Five Ontario elementary schools, including one in North Bay, are being profiled by the Education Quality and Accountability Office (EQAO) in 2016 for their success in developing mathematics programs that have helped their students meet the provincial standard.
The schools—three from the English-language school system and two from the French—are notable for their success in helping their students who had not met the provincial mathematics standard when they were in Grade 3 to improve to meet it in Grade 6.
Additionally, these students were not the exception but rather part of the schools’ broader trend of helping a significant proportion of their students meet the math standard.
EQAO data helped the educators in these schools uncover areas of need. Educators used this information when developing high-yield strategies that were appropriate to their particular context.
St. Luke Catholic Elementary School (North Bay)
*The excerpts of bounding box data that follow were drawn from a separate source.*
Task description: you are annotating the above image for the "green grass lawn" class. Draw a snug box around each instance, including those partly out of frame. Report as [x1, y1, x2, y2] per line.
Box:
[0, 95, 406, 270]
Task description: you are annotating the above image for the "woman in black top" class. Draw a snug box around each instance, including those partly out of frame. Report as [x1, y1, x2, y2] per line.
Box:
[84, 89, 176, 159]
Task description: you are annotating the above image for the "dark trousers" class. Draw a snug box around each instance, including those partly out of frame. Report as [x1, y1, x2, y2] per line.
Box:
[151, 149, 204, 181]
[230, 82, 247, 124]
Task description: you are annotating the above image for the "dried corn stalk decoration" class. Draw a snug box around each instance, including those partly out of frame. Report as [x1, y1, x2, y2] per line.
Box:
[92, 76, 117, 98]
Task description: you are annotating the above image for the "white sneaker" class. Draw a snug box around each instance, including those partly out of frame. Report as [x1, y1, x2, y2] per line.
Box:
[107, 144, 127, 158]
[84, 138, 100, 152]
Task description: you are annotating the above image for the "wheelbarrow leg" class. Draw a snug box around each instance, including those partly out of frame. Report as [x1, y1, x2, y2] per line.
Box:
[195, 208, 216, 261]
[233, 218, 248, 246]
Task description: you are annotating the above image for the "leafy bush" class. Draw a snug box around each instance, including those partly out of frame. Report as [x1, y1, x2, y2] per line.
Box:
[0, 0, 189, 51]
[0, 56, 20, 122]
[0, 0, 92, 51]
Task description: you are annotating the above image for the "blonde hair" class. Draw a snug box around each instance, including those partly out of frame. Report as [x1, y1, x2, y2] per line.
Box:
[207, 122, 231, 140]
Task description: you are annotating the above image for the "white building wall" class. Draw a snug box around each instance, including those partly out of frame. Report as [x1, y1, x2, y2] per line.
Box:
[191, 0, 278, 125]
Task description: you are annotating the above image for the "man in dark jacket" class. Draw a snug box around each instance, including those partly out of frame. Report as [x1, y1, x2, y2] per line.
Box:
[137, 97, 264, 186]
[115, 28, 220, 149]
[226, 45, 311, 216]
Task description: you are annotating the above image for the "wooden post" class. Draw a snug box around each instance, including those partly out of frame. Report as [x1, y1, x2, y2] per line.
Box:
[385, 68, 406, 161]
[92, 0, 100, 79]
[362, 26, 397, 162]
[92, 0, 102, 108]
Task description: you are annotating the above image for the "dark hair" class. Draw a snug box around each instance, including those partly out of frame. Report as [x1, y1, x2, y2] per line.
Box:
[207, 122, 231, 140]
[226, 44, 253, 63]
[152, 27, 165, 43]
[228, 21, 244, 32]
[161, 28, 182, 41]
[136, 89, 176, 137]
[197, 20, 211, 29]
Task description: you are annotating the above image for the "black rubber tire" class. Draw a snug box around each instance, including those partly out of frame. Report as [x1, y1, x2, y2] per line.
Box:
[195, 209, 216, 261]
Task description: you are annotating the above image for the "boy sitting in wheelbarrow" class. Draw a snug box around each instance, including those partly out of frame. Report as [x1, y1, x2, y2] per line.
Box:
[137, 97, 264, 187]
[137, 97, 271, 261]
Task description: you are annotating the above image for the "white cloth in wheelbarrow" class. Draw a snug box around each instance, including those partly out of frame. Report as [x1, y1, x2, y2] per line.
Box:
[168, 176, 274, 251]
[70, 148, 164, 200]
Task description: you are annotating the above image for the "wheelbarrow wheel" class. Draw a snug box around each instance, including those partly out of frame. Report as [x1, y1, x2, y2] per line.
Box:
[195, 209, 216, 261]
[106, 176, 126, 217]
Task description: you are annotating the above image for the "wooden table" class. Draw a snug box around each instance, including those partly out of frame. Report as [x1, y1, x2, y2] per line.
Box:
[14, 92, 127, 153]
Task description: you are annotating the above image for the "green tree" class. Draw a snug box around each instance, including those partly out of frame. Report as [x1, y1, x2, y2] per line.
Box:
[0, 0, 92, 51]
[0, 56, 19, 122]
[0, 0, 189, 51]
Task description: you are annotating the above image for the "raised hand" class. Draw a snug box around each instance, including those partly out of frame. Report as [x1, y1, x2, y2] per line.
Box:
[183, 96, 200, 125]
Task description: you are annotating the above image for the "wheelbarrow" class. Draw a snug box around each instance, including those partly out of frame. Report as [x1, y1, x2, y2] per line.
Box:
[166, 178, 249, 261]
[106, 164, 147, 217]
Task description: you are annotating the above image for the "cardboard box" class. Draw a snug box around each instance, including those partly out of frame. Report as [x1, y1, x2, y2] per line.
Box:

School board: Nipissing-Parry Sound Catholic District School Board
Key strategy: St. Luke educators use EQAO data to identify areas of need in mathematics and to help determine students’ mindsets and attitudes. A junior-division continuum has been created by the school board’s staff, mapping out a teaching plan for teachers from Grades 4 to 6. Concepts are built upon and reinforced throughout the year, rather than taught chapter by chapter.
Results: In 2013, 17% of St. Luke’s students who had not met the provincial math standard in Grade 3 improved to meet it in Grade 6. In 2015, that percentage rose to 33%.